Contexte général
La semaine s'ouvre sur un cocktail de risques géopolitiques et d'événements économiques qui pourrait redessiner les priorités des investisseurs. À Wall Street, l'indice S&P 500 a terminé la semaine dernière à 7 575,39 points, marquant une progression hebdomadaire de +1,2 %. Cette dynamique masque toutefois une volatilité accrue, alimentée par une brusque intensification du conflit entre les États‑Unis et l'Iran.
Guerre, pétrole et inflation
Les tensions dans le Golfe se traduisent par une hausse des cours de l'énergie : le brut a atteint un pic à 78,19 dollars le baril avant de redescendre vers 76,01 dollars. À court terme, une remontée du prix du pétrole exerce deux effets concrets pour l'économie :
- elle alimente les pressions inflationnistes via les coûts énergétiques ;
- elle peut conduire les taux longs à la hausse si les marchés anticipent une persistance de l'inflation.
Le président Donald Trump a déclaré mercredi que le cessez‑le‑feu était « terminé » après les attaques iraniennes contre des navires commerciaux dans le détroit d’Ormuz.
Ce relais géopolitique explique en partie la préférence pour les actifs reflets de croissance réelle et la moindre appétence pour les valeurs refuge lorsque les anticipations de taux montent.
Secteur technologique : semi‑conducteurs très observés
Les valeurs liées aux semi‑conducteurs ont été parmi les plus agitées. Deux mouvements marquent la semaine :
- la publication d’un bénéfice d'une grande entreprise du secteur, multiplié par 19 en glissement annuel, n'a pas suffi à satisfaire des attentes élevées de Wall Street ;
- l'annonce d'un engagement d'investissement de 250 milliards de dollars par Micron aux États‑Unis a provoqué un net rebond ponctuel des titres du secteur.
Par ailleurs, l'arrivée de SK hynix sur le Nasdaq, via une levée de fonds de 26,5 milliards de dollars, a attiré l'attention : il s'agit de la plus importante opération américaine jamais menée par une société étrangère, son action ayant progressé de près de 13 % le jour de son introduction.
Bancaire et monétaire : une semaine chargée
Le calendrier financier est particulièrement dense : la publication des résultats du deuxième trimestre pour les grandes banques américaines — JPMorgan, Bank of America, Citigroup et Wells Fargo — commence mardi. Ces chiffres seront scrutés pour deux raisons :
- ils donnent un aperçu de la santé du crédit et des marges d’intérêt dans un contexte de taux élevés ;
- ils peuvent influer sur les anticipations de bénéfices et donc sur l'appétit pour le risque.

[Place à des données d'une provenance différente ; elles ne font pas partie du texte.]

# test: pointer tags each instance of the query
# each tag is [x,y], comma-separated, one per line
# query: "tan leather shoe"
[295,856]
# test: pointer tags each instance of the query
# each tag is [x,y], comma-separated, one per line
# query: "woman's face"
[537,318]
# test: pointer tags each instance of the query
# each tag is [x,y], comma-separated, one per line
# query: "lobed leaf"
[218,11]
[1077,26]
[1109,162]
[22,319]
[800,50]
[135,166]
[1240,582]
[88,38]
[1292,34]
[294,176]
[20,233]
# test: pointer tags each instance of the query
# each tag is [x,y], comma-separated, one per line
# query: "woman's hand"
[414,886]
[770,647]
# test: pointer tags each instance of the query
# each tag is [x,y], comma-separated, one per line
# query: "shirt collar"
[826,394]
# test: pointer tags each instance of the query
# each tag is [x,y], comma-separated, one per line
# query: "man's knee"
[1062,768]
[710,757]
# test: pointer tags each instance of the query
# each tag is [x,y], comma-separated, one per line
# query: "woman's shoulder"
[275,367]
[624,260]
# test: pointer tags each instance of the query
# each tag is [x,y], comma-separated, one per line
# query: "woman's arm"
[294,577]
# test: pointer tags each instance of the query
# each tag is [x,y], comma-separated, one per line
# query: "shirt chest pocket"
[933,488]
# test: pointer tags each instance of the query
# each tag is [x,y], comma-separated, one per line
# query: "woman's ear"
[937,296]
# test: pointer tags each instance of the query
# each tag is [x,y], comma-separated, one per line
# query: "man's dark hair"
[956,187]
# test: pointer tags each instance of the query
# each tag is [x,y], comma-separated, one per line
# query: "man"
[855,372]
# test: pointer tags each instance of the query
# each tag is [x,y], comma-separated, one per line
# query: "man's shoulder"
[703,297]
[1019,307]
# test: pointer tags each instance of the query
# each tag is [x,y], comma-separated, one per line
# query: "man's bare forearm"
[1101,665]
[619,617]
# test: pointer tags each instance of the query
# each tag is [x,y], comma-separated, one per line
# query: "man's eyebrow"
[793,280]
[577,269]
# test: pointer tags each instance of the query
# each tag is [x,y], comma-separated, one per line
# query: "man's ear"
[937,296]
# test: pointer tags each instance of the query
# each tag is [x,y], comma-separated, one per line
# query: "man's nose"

Parallèlement, une série d'interventions publiques de responsables de la Réserve fédérale est programmée — dont le nouveau président, Kevin Warsh, qui témoignera dans le cadre du rapport Humphrey‑Hawkins. Ces prises de parole arrivent au lendemain d'une enquête de juin montrant que neuf des dix‑huit décideurs s'attendent désormais à au moins une réduction des taux cette année, ce qui devra être mis en regard des données d'inflation attendues.
À l'international : la Chine au centre
Sur le front macroéconomique, Pékin publiera mardi plusieurs indicateurs majeurs du deuxième trimestre — PIB, production industrielle, ventes au détail et chômage urbain. Le consensus anticipe un ralentissement de la croissance, information clé pour les chaînes d'approvisionnement mondiales et la demande en matières premières.
| Élément | Chiffre / événement |
|---|---|
| S&P 500 (clôture) | 7 575,39 pts (+1,2 % semaine) |
| Prix du pétrole (pic) | 78,19 $ le baril |
| Micron — engagement | 250 Md$ aux États‑Unis |
| SK hynix — levée | 26,5 Md$ ; action +13 % |
Conséquences et points de vigilance pour l'économie française
Pour la France, les implications sont concrètes : une hausse prolongée des prix du pétrole se traduit par un alourdissement des coûts pour les entreprises et les ménages et peut peser sur l'inflation importée. De plus, une remontée des taux longs américains peut se répercuter sur les conditions financières globales, compliquant le financement des acteurs économiques européens.
Dans les prochains jours, les investisseurs devront prioriser :
- les données d'inflation américaines et les déclarations de la Fed ;
- les résultats bancaires américains comme baromètre du risque financier ;
- les chiffres chinois de croissance, qui conditionnent la demande mondiale.
Au final, la conjonction d'un risque géopolitique élevé, d'un calendrier macro chargé et d'événements corporate majeurs laisse présager une forte sensibilité des marchés aux nouvelles, avec des répercussions potentielles sur les prix, les taux et la confiance économique en France et en Europe.